# Insert Title Here

## Imports

In [None]:
import numpy as np
import pandas as pd

In [None]:
import re
import nltk
from nltk.corpus import stopwords, words
from nltk.stem import WordNetLemmatizer
from nltk.tokenize import RegexpTokenizer
from nltk import wordpunct_tokenize
from nltk import download, classify, corpus
from nltk.probability import FreqDist
from nltk.sentiment import SentimentIntensityAnalyzer
from nltk.tokenize import word_tokenize
from nltk import ngrams

nltk.download('stopwords')
nltk.download('punkt')
nltk.download('wordnet')
nltk.download('omw-1.4')
nltk.download('vader_lexicon')
nltk.download('words')

In [None]:
from collections import Counter
import string

In [None]:
import matplotlib.pyplot as plt
import seaborn as sns

from wordcloud import WordCloud 

In [None]:
from sklearn.model_selection import train_test_split
from sklearn.feature_extraction.text import TfidfVectorizer
from sklearn.feature_extraction.text import CountVectorizer
from sklearn.feature_extraction import text

## Data Collection

In [None]:
df_fakenews1 = pd.read_csv('data/fake news dataset.csv')
df_fakenews1.rename(columns={'article': 'Content'}, inplace=True) #renamed column

In [None]:
df_fakenews2 = pd.read_csv('data/fake_or_real_news.csv')
df_fakenews2.rename(columns={'text': 'Content'}, inplace=True) #renamed column

In [None]:
#combining two dataset into a single DataFrame
df_FakeNews = pd.concat([df_fakenews1, df_fakenews2], ignore_index=True)

In [None]:
#assigning new values (raplacing the existing values 'REAL' and 'FAKE' with 0 and 1, respectively in the 'label' column)
df_FakeNews.loc[:, 'label'] = df_FakeNews['label'].replace({'REAL': 0, 'FAKE': 1})
df_FakeNews

In [None]:
#Loading news sites datasets and storing into DataFrames
df_rappler = pd.read_csv('data/rap_dataframe.csv')
df_rappler

In [None]:
df_gma1 = pd.read_csv('data/gma-10000.csv')
df_gma2 = pd.read_csv('data/gma_dataframe.csv')

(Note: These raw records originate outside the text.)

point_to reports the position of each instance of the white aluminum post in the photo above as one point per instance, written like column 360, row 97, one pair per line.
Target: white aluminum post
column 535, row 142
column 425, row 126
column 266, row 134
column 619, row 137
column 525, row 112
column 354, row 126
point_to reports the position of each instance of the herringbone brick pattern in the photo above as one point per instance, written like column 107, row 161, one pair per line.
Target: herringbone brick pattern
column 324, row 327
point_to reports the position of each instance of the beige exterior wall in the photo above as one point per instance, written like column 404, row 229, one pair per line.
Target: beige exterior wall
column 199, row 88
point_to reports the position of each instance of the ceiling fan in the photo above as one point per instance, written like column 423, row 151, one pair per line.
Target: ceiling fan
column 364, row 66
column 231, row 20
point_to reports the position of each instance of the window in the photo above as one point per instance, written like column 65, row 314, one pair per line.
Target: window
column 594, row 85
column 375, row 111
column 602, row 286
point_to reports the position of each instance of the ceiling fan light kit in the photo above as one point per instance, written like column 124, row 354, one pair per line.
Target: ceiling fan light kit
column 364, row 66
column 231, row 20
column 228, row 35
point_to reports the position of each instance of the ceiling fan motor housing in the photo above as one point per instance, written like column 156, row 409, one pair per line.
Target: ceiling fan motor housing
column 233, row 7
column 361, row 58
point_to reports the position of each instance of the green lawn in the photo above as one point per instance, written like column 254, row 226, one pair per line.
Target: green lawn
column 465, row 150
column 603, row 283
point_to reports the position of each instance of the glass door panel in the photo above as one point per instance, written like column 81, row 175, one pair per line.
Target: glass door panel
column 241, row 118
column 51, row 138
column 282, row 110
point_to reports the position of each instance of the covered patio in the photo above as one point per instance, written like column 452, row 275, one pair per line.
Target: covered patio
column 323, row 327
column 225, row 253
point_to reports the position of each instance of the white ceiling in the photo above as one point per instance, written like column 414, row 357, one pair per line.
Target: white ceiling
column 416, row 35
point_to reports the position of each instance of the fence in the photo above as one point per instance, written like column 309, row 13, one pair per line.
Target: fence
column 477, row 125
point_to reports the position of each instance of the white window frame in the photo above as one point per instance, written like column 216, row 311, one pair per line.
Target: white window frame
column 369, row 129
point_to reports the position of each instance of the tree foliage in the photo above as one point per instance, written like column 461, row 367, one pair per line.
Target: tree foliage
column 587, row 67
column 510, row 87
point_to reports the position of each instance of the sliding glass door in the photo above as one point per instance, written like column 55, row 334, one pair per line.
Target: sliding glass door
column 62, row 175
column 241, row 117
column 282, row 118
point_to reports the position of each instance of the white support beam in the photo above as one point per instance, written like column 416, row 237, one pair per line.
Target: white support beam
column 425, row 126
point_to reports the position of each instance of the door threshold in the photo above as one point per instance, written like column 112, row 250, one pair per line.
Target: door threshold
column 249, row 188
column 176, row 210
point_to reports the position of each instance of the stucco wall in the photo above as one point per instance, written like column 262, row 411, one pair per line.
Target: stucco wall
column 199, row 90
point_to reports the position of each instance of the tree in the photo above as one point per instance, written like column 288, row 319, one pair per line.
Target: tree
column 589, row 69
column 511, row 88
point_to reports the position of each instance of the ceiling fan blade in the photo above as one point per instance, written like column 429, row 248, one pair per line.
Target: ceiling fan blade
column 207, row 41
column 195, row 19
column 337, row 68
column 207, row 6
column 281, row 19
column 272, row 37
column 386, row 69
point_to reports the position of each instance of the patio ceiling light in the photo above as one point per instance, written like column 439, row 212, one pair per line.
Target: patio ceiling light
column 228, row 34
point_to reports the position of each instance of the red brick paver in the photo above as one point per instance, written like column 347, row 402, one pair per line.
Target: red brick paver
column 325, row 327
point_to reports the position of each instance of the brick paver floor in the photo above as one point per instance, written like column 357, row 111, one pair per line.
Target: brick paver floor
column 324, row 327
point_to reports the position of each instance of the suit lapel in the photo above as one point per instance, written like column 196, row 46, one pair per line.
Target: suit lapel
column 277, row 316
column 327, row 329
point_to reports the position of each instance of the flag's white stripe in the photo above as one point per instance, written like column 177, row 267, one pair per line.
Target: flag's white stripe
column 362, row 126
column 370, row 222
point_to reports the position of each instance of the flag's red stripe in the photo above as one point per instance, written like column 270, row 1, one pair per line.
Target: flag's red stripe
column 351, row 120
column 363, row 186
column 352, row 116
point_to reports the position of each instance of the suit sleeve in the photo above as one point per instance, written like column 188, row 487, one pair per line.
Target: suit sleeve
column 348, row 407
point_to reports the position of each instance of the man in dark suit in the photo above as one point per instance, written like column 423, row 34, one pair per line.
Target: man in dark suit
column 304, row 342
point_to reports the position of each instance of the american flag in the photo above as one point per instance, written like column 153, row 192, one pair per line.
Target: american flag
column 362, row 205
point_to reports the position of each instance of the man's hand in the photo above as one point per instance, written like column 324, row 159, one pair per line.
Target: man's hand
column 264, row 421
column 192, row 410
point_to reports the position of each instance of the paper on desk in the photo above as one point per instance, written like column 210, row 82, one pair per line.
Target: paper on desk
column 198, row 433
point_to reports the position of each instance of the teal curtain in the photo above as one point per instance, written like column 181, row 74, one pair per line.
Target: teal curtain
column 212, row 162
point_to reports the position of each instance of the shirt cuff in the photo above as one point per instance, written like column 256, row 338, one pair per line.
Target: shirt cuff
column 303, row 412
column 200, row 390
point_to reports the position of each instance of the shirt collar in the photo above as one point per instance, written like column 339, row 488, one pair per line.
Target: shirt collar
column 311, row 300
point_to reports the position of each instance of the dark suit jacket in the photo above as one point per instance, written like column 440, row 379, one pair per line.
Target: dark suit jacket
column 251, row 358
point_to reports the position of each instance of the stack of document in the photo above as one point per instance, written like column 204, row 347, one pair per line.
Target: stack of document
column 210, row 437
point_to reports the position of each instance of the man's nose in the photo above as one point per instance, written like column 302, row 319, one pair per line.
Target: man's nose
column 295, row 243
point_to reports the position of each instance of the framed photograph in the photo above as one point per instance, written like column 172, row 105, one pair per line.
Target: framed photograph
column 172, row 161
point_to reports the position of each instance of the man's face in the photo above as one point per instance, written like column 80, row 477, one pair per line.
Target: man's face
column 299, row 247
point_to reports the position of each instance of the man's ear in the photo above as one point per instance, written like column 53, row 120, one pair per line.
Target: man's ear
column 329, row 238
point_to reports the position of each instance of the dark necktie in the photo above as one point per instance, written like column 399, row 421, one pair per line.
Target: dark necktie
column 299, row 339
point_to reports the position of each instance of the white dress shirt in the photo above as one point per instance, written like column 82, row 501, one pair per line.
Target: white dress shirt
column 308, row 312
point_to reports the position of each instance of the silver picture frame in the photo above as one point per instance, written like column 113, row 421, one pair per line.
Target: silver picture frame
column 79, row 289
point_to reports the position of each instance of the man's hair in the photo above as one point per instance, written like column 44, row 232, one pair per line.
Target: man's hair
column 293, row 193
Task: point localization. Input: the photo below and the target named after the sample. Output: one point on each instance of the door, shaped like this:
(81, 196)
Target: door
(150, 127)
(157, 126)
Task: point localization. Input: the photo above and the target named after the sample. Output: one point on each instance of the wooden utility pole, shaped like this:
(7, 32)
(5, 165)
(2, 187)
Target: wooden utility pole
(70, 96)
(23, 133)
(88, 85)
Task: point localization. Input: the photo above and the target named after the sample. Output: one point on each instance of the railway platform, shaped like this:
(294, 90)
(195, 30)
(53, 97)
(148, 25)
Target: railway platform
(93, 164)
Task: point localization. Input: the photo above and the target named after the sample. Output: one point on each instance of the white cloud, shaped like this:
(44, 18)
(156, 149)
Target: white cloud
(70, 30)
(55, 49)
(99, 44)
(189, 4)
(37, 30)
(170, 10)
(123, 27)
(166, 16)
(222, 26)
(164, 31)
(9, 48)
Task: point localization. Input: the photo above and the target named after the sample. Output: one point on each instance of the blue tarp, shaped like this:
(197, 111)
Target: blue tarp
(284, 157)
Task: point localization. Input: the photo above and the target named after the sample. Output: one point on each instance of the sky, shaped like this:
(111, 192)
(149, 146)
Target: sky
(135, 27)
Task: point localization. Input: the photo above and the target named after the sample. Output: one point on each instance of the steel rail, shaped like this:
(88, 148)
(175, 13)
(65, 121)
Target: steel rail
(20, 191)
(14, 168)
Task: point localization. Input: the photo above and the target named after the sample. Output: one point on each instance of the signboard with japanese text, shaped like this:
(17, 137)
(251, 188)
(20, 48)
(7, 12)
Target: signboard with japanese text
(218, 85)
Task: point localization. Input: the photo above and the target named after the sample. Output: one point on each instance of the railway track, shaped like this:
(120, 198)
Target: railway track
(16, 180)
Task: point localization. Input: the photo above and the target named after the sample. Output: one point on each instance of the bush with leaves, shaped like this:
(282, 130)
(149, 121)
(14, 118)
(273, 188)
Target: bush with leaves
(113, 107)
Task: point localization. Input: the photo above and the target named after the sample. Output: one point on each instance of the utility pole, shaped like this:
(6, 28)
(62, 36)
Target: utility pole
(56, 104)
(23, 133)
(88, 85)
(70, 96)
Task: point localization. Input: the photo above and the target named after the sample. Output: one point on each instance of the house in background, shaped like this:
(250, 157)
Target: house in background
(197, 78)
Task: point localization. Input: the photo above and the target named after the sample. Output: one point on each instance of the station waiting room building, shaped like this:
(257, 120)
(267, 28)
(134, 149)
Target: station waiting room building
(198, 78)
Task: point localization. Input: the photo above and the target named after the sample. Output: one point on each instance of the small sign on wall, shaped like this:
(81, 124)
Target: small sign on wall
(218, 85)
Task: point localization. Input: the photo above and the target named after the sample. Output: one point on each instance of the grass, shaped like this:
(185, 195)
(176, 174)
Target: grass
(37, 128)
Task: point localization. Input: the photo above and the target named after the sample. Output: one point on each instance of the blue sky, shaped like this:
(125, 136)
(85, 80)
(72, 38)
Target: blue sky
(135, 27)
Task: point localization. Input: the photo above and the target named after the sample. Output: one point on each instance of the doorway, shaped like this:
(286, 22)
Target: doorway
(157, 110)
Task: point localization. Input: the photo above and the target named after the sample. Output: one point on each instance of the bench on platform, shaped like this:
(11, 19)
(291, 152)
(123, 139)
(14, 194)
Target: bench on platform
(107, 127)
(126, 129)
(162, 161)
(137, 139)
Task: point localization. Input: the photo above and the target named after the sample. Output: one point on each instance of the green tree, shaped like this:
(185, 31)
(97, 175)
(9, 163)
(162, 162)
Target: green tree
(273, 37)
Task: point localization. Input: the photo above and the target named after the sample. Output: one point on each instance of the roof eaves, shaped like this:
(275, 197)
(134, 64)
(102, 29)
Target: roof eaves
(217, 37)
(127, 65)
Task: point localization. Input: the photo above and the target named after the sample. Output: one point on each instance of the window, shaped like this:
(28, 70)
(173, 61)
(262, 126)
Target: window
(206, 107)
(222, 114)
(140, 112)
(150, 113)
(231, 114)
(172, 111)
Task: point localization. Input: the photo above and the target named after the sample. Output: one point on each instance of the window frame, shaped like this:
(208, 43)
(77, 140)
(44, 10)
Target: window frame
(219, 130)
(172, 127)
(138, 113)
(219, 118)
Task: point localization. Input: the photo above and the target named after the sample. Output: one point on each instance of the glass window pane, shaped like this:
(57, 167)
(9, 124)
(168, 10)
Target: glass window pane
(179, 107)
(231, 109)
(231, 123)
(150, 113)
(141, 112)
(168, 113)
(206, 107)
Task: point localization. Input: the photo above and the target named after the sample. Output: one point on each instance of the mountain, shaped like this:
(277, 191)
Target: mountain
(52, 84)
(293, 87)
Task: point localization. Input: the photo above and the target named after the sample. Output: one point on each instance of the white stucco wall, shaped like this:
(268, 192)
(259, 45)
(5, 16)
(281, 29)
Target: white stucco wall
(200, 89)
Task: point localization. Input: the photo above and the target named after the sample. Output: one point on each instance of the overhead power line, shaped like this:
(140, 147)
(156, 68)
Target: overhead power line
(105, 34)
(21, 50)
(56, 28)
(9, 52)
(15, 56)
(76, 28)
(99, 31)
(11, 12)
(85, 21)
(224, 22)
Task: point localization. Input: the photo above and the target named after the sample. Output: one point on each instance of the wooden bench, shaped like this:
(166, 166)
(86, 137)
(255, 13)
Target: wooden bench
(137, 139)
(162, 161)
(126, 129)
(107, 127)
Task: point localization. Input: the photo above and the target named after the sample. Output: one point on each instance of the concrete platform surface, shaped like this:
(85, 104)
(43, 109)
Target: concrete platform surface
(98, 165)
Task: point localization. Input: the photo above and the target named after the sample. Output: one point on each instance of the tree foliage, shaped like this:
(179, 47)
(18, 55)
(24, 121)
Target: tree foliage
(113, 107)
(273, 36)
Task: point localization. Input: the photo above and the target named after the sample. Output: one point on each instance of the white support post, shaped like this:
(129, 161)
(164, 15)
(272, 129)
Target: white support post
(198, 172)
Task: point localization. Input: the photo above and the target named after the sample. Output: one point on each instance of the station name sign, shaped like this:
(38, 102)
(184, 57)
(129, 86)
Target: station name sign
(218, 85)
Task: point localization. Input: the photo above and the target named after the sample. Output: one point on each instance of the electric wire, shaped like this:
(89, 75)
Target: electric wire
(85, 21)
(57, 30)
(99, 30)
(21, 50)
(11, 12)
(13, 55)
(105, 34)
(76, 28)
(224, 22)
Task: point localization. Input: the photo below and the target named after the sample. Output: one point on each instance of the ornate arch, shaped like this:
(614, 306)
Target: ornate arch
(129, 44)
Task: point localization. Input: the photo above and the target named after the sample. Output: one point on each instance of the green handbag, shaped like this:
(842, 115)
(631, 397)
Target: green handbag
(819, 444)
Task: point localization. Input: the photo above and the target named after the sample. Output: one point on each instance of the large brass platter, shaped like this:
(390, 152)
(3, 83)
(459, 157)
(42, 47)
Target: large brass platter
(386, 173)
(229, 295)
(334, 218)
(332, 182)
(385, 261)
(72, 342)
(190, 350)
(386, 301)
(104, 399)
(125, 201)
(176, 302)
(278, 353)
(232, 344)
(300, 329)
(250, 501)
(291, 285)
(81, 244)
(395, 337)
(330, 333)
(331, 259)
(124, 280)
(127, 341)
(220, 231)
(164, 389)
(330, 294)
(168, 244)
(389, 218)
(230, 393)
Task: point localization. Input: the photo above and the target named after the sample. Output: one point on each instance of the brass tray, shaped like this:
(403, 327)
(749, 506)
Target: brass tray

df_GMA = pd.concat([df_gma1,df_gma2], ignore_index=True)
df_GMA

In [None]:
# Drop duplicates
df_FakeNews = df_FakeNews.drop_duplicates()
df_FakeNews

In [None]:
df_rappler = df_rappler.drop_duplicates()
df_rappler

In [None]:
df_GMA = df_GMA.drop_duplicates()
df_GMA

In [None]:
display("df_FakeNews",df_FakeNews.head(),
        "df_rappler", df_rappler.head(), 
        "df_GMA", df_GMA.head())

In [None]:
df_news = pd.concat([df_FakeNews,df_rappler, df_GMA], ignore_index=True)
df_news['label'] = pd.to_numeric(df_news['label'], errors='coerce').fillna(0.0)
df_news

In [None]:
# Drop duplicates
df_news = df_news.drop_duplicates()
df_news

In [None]:
df_news['label'] = df_news['label'].astype(int)
df_news = df_news.drop(["Unnamed: 0", "Link", "Author", "title"], axis=1)
df_news

In [None]:
def remove_newline_tab(text):
    if isinstance(text, str):
        return text.replace('\n', ' ').replace('\t', ' ').replace('\r', ' ').replace('\r\n\r', ' ')
    else:
        return text



In [None]:
def remove_backslashes(text):
    if isinstance(text, str):
        return text.replace('\\', '')
    else:
        return text

In [None]:
# Apply preprocessing to 'Content' column in df_News
df_news['Content'] = df_news['Content'].apply(remove_newline_tab)
print(df_news.loc[0, 'Content'])

In [None]:
# Preprocessing function to remove links from text
def remove_links(text):
    # Regular expression pattern to match URLs
    url_pattern = r'https?://\S+|www\.\S+'
    
    # Replace URLs with an empty string
    return re.sub(url_pattern, '', text)

In [None]:
# Apply preprocessing to 'Content' column in df_news
df_news['text'] = df_news['Content'].astype(str).apply(remove_links)
df_news = df_news.drop ('Content', axis = 1)
df_news

In [None]:
def remove_images(text):
    # Define a regular expression pattern to match base64-encoded strings (images)
    base64_pattern = r"data:image\/(png|jpg|jpeg|gif|bmp);base64,[A-Za-z0-9+/=]+"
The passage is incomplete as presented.